The Verb Grammar of Abstraction Operations — a reference¶

Companion reference to The Limits of Runtime Scaffolding and to The Calculus of Abstraction (§5). This document specifies the operations the verb engine performs on abstractions, and grades each one honestly.

What this is, and the honesty it owes the reader¶

The project reframed the fixed nine-step Augmented Abstract Reasoning (AAR) pipeline as a small grammar of operations on abstractions — verbs that take abstractions (or abstraction-laden structures) as input and yield abstractions as output, plus rules for how they legally compose. This reference catalogs that grammar.

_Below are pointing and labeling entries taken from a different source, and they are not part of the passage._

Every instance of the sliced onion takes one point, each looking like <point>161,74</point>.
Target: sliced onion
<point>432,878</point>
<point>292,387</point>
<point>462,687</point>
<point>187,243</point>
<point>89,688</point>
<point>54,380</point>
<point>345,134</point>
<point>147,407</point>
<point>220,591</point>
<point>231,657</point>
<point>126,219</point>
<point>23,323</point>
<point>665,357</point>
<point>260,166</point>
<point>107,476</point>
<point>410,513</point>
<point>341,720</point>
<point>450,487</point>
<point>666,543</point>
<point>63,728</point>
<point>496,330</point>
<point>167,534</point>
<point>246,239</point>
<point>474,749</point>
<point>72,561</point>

It is not a validated calculus. Exactly one verb (lift) was empirically stress-tested across the project's experiments — and the news there was largely negative (see the scorecard). The other verbs are specified and graded, not validated. We therefore evaluate every verb on three independent axes, a distinction that matters more than any single verdict:

Coherent — is the verb well-defined, with stable I/O types and legal composition behavior? (A property of the specification.)
Actionable — can a reasoner (human or model) actually execute it as a discrete, repeatable move with a checkable post-condition? We classify each verb's checkable core as mechanical (a real validator/algorithm could decide it) or soft (only a model's self-judgment).
Valuable — does executing it improve the outcome? And critically, for which use:
1. Runtime scaffolding for a frontier model — the one use we tested, and largely null.
2. Synthetic-data signal to train the skill into a model — untested.
3. Curriculum primitives to teach humans the moves — untested.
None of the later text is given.